2022.10.9
四十二歳にして迎えたDV親父への反抗期
ドラマ化もされた『死にたい夜にかぎって』で鮮烈デビュー。『クラスメイトの女子、全員好きでした』をふくむ3か月連続エッセイ刊行など、作家としての夢をかなえた著者が、いま思うのは「いい感じのおじさん」になりたいということ。これまでまったくその分野には興味がなかったのに、ひょんなことから健康と美容に目覚め……。
前回は、「いいおじさん化計画」のダイエット中で出会った、新たな恋人「ルイボスティー」と濃厚なエピソードでした。

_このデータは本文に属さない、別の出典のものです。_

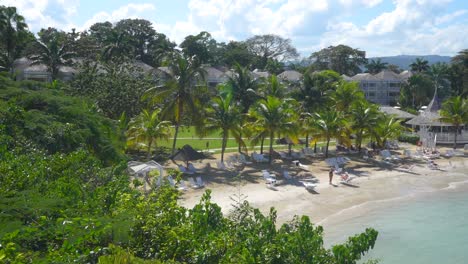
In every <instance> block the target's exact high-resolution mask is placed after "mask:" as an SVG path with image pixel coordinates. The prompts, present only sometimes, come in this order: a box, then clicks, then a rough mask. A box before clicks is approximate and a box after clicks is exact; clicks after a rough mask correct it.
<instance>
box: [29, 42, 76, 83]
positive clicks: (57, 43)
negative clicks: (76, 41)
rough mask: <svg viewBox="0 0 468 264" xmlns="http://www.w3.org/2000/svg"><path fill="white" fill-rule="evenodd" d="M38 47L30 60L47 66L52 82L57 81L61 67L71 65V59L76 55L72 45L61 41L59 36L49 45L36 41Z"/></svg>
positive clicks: (31, 56) (42, 42)
mask: <svg viewBox="0 0 468 264" xmlns="http://www.w3.org/2000/svg"><path fill="white" fill-rule="evenodd" d="M36 46H37V49H36V51H35V52H34V54H33V55H31V56H30V59H31V60H32V61H33V62H32V63H33V64H45V65H46V66H47V69H48V70H49V72H50V73H51V77H52V81H53V80H56V79H57V76H58V73H59V69H60V66H64V65H70V64H71V63H72V61H71V59H72V58H73V57H74V56H75V55H76V54H75V52H73V51H72V48H71V45H70V43H69V42H68V41H61V40H60V38H59V37H58V36H53V37H52V38H51V39H50V41H48V42H47V43H44V42H42V41H40V40H36Z"/></svg>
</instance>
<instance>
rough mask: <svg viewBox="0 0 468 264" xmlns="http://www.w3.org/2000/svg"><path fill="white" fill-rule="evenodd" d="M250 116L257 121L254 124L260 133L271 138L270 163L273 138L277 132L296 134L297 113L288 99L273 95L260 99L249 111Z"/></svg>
mask: <svg viewBox="0 0 468 264" xmlns="http://www.w3.org/2000/svg"><path fill="white" fill-rule="evenodd" d="M249 116H250V117H252V118H253V119H254V120H255V121H254V122H253V124H252V125H253V126H255V127H257V128H259V131H260V133H264V134H265V135H268V137H269V138H270V155H269V159H268V161H269V163H270V164H271V161H272V157H273V139H274V136H275V134H278V133H285V134H290V135H292V134H294V132H295V127H296V126H295V122H294V121H295V119H296V113H295V111H294V109H292V108H291V107H290V102H289V101H288V100H280V99H278V98H276V97H273V96H267V98H266V99H261V100H259V101H258V102H257V103H256V104H255V105H254V106H252V108H251V109H250V111H249Z"/></svg>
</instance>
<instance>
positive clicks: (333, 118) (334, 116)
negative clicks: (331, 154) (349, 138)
mask: <svg viewBox="0 0 468 264" xmlns="http://www.w3.org/2000/svg"><path fill="white" fill-rule="evenodd" d="M314 117H315V125H316V126H317V131H318V133H317V134H318V136H320V137H322V138H325V140H326V141H327V145H326V148H325V157H328V147H329V146H330V140H331V139H332V138H336V139H341V138H342V136H343V131H344V130H345V120H344V118H343V113H342V112H339V111H335V110H334V109H330V110H326V111H322V112H320V113H314Z"/></svg>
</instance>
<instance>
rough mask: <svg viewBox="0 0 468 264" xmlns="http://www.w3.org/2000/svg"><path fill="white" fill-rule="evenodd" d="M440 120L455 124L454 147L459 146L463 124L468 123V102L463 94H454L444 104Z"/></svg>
mask: <svg viewBox="0 0 468 264" xmlns="http://www.w3.org/2000/svg"><path fill="white" fill-rule="evenodd" d="M440 116H441V117H440V121H442V122H446V123H450V124H452V125H454V126H455V130H454V140H453V148H454V149H456V148H457V135H458V132H459V129H460V127H461V126H463V125H465V124H467V123H468V102H467V101H466V100H465V99H463V98H462V97H461V96H454V97H451V98H449V99H447V101H445V102H444V103H443V104H442V109H440Z"/></svg>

今回は、洗顔のち化粧水のパターンからの脱却。フェイスパックに手を出してみたら……。
(イラスト/山田参助)
第6回 復讐のフェイスパック
「お前はほんまにブサイクやなあ。そんな顔じゃ女の子にモテへんぞ。まあ、顔がダメなら、せめて強い心を持った男の中の男になるしかないわな」
小学四年生のときに親父から言われた言葉が、洗顔ネットで顔を洗うときも、化粧水を肌に馴染ませるときも、私の頭の中を何度もリフレインしている。

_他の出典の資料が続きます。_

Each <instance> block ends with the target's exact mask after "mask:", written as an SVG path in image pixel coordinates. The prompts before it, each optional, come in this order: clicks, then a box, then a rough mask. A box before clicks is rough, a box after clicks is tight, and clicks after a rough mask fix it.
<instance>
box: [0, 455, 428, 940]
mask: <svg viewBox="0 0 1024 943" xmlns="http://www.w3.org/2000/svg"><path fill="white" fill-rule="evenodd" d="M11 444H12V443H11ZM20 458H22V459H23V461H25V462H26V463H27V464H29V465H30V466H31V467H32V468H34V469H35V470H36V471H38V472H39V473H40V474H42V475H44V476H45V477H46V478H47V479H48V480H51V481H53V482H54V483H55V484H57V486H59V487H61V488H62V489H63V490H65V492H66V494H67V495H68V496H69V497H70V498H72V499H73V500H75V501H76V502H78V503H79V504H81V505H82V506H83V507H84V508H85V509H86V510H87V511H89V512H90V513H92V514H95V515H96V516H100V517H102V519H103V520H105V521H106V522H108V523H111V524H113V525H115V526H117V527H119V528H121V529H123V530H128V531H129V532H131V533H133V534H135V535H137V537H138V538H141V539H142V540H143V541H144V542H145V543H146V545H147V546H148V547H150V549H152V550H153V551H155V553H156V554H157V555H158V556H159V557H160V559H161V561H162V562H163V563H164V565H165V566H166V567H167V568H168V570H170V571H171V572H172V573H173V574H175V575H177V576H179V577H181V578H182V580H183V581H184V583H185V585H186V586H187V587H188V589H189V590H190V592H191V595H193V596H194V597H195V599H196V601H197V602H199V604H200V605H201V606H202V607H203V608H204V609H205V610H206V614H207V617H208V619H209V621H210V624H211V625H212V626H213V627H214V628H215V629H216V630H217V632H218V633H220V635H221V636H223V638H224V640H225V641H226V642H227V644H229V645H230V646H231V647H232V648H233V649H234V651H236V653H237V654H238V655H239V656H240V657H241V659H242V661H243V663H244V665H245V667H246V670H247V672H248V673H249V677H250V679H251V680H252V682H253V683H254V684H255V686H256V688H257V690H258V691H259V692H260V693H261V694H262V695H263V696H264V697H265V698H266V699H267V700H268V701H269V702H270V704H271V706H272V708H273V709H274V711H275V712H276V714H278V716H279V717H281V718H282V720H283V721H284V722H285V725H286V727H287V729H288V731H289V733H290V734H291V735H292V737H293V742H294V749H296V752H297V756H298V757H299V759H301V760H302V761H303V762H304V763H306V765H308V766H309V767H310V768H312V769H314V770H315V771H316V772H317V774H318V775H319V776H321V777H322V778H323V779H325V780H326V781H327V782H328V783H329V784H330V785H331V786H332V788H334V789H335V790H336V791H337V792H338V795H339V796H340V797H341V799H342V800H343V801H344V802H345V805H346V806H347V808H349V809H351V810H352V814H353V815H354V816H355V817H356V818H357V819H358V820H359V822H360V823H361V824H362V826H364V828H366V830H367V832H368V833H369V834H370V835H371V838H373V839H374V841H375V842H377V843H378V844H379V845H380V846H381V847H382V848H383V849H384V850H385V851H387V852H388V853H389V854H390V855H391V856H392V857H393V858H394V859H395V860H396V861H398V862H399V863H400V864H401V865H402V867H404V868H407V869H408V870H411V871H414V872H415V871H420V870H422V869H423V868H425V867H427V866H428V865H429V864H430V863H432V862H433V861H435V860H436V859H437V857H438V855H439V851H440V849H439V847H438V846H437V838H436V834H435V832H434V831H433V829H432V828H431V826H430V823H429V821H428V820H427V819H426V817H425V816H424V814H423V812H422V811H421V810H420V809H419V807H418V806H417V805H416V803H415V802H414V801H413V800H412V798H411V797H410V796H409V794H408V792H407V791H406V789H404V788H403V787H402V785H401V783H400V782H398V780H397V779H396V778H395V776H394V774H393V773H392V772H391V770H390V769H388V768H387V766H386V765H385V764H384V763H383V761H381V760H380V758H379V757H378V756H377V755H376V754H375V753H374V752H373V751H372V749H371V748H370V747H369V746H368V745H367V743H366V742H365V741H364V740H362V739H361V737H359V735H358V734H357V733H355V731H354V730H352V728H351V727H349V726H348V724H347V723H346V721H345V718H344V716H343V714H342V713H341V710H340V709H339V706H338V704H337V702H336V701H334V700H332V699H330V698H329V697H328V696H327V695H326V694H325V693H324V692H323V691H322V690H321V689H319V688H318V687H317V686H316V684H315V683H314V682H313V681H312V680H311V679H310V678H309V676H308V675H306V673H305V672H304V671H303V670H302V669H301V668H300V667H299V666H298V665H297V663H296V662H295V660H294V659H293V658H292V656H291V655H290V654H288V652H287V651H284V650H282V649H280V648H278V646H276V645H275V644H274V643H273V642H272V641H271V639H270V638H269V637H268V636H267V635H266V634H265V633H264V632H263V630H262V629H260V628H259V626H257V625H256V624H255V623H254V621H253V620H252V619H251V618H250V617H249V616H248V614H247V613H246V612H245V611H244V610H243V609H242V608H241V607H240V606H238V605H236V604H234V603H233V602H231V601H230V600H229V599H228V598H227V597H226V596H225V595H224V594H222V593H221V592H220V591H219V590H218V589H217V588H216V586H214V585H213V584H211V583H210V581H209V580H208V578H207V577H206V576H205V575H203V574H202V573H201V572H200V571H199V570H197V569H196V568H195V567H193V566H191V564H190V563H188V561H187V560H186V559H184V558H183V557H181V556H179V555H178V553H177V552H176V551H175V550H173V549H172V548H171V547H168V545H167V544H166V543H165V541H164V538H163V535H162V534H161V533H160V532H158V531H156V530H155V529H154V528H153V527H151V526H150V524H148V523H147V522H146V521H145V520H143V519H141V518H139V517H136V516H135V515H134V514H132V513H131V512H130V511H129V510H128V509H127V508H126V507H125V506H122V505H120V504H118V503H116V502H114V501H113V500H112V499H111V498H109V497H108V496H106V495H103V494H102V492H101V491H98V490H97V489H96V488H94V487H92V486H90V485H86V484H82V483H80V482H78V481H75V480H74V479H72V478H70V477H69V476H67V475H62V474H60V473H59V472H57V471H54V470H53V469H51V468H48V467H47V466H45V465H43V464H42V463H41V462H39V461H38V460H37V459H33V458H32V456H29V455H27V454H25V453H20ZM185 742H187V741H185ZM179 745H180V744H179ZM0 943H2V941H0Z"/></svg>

〝心を鍛える〟という大義名分を得た親父は、己の息子に度を越したスパルタ教育を課した。
昼となく夜となく襲い来る罵声と暴力。
悪魔の棲む家には帰りたくないと、寂れた公園や人気のない墓地に逃げ込んでは、日が暮れるまで時間を潰す毎日。そこまで仲が良くないクラスメイトの家に無理やり遊びに行くなんて迷惑なこともよくやっていた。
どうやら親父の教育は、今の言葉に置き換えて〝DV〟と呼んで何の遜色もないものだったみたいだ。てっきり、よその家でも同じようなことが行われているんだとばかり思っていたら、大人になってから、自分の家だけが異常だったと気付くのはよくある話だ。
母親がいない私にとって、唯一の頼りだった親父。あいつの言葉を妄信することで心に染みついてしまった「自分は醜い人間なんだ」という思い込み、いや、呪いといってもいい。
四十二歳からスタートした私の〝のほほん美容生活〟は、その呪いとの戦いとも言えるだろう。